Deutsche compliance staff reportedly prepared “suspicious-activity reports” on the transactions — including at least one from the now-defunct Trump Foundation — to send to the Treasury. The details of the transactions are not clear, but some of them reportedly involve money moving between international accounts, which the bank found suspicious. Yet Deutsche brass, which has loaned Trump and his son-in-law billions of dollars for real-estate purchases — including the $175 million the president still owes the bank — did not report the flagged information.
As the Times explains, an internal red flag does not immediately equate to illegal activity: “Real estate developers like Mr. Trump and Mr. Kushner sometimes do large, all-cash deals, including with people outside the United States, any of which can prompt anti-money laundering reviews.” A former anti-money-laundering specialist for Deutsche, Tammy McFadden, told the Times that the decision not to contact the Treasury stemmed from the bank’s loose interpretation of money-laundering laws and a willingness to protect high rollers. “It’s the D.B. way,” said McFadden. “They are prone to discounting everything.”
The Times report gives Democrats further reason to pursue the Trump-Deutsche records. Already, two House committees have subpoenaed documents relating to the business relationship, and some Democratic members of Congress, including House Judiciary member Ted Lieu, believe that the president may have committed bank fraud if he misled Deutsche about his net worth to obtain a larger loan.
Conversely, the new report would give the president all the more reason to play hardball to keep his relationship with Deutsche — the only major bank to stick with Trump through his many years in the red — from the public. In response to House subpoenas for the bank documents, Trump and his family sued Deutsche in April in an attempt to block it from cooperating with the House requests.
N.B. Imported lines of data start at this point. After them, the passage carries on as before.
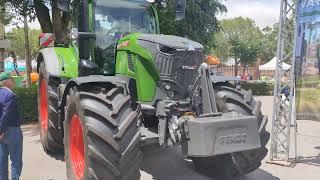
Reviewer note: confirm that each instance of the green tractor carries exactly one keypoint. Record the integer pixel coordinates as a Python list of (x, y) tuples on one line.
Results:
[(119, 85)]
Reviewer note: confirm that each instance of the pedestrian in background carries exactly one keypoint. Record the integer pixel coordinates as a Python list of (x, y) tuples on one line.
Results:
[(10, 131)]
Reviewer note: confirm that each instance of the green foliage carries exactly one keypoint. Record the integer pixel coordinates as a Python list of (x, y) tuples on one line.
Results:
[(259, 88), (200, 22), (246, 51), (239, 38), (18, 39), (269, 43), (27, 98)]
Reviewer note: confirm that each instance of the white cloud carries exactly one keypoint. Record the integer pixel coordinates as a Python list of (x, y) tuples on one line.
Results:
[(264, 12)]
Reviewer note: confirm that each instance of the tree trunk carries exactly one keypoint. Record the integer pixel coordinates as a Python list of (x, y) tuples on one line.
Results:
[(58, 25), (236, 68), (28, 57), (244, 69), (60, 21), (43, 16)]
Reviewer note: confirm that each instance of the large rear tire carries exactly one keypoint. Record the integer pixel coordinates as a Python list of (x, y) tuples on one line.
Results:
[(50, 135), (240, 163), (101, 134)]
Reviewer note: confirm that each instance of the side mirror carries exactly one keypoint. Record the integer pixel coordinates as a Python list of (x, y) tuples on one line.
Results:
[(63, 5), (181, 6)]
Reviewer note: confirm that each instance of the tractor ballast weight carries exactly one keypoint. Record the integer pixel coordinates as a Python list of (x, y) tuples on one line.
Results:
[(118, 85)]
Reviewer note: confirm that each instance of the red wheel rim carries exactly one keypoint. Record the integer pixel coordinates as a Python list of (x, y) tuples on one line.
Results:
[(43, 106), (77, 147)]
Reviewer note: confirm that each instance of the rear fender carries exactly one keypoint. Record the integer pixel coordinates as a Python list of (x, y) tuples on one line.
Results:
[(80, 81)]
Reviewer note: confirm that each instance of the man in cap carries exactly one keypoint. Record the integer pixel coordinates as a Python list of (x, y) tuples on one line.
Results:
[(10, 132)]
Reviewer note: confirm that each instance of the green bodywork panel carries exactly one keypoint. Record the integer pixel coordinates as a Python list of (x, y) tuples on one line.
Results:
[(68, 60), (145, 72)]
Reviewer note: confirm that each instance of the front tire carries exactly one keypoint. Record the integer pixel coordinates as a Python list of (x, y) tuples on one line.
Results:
[(101, 134), (240, 163)]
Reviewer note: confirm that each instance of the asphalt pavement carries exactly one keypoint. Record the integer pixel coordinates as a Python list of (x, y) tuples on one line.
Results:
[(168, 164)]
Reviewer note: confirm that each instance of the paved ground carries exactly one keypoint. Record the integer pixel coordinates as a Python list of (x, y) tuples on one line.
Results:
[(167, 164)]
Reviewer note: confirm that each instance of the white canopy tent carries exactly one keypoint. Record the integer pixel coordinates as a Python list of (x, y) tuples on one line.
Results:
[(271, 65)]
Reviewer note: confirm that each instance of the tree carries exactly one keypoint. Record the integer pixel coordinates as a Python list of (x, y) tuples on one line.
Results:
[(239, 38), (200, 22), (42, 9), (17, 38), (244, 52)]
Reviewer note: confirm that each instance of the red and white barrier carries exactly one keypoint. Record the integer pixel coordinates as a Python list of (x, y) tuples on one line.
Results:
[(46, 40)]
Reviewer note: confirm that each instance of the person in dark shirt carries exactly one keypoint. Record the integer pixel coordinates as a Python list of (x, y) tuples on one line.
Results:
[(10, 132)]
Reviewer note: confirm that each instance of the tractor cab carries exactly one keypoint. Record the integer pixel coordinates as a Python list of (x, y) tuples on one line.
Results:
[(98, 26)]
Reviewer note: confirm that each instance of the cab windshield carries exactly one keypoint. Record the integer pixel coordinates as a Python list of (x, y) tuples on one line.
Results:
[(113, 19)]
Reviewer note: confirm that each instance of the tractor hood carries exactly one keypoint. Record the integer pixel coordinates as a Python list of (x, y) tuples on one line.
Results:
[(174, 42)]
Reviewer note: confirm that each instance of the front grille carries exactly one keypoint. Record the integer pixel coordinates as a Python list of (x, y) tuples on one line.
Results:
[(181, 66), (164, 64)]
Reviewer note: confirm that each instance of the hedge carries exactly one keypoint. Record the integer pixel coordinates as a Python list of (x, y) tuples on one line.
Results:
[(259, 88), (28, 100)]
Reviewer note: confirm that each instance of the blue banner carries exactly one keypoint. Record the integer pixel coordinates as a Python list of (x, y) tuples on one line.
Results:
[(308, 60), (309, 11)]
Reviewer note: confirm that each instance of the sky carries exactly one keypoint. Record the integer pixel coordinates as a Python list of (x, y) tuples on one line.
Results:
[(264, 12)]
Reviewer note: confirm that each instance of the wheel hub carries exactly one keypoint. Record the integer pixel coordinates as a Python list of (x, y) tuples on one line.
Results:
[(43, 106), (77, 147)]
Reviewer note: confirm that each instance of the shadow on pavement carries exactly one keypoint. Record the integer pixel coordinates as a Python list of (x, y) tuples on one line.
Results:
[(258, 174), (164, 164), (31, 130), (311, 160)]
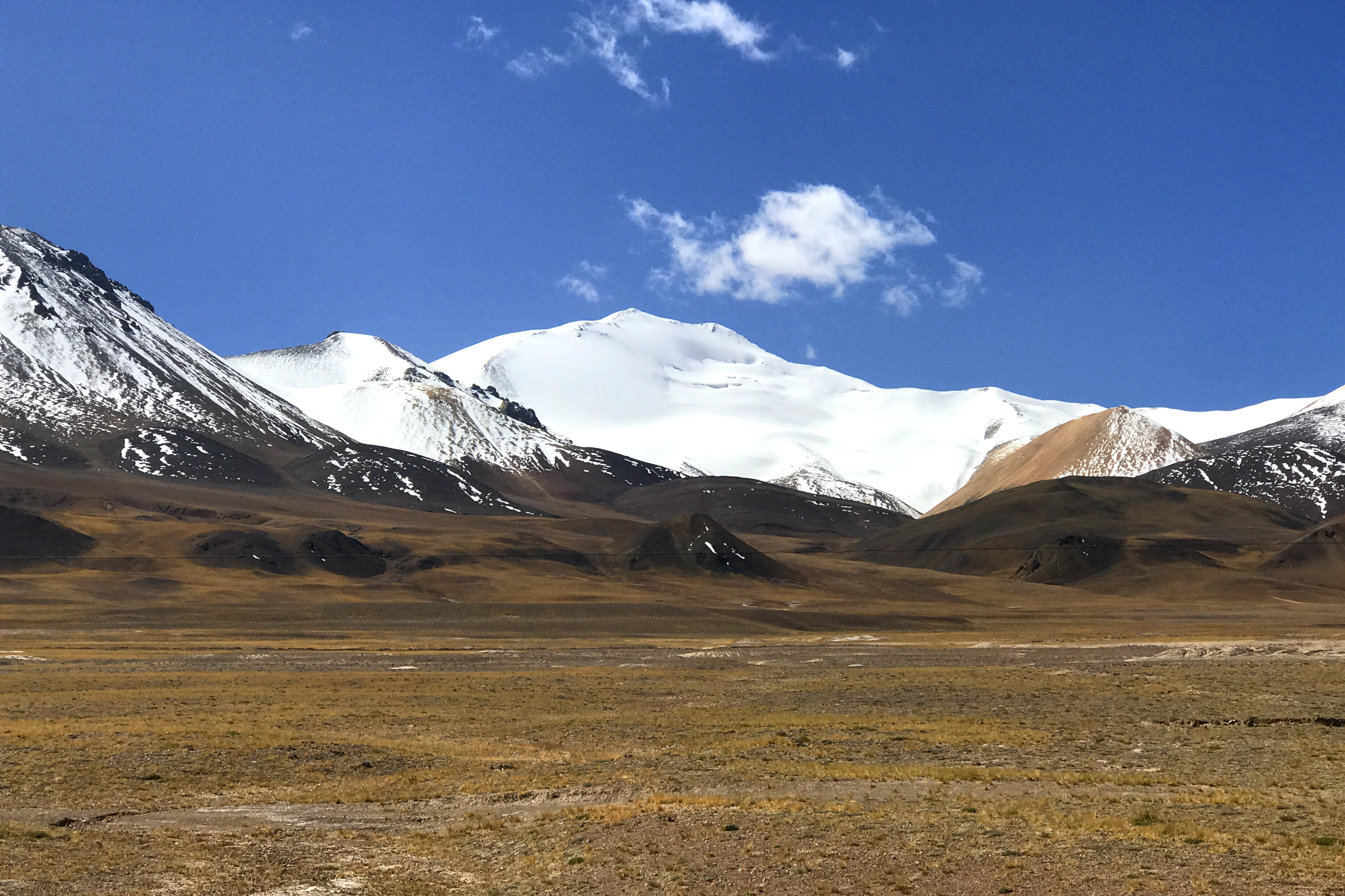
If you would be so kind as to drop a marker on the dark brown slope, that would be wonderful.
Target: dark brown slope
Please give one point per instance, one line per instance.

Though the report is the first detail of possible Trump money laundering involving Deutsche Bank, some of the president’s business practices have been consistent with such behavior for years. According to BuzzFeed News, one-fifth of all Trump-branded condos sold in the U.S. since the 1980s were handled in cash transactions that allowed buyers to use shell companies to obscure their finances and identities — a type of exchange that the Treasury Department considers “an attractive avenue for criminals to launder illegal proceeds while masking their identities.”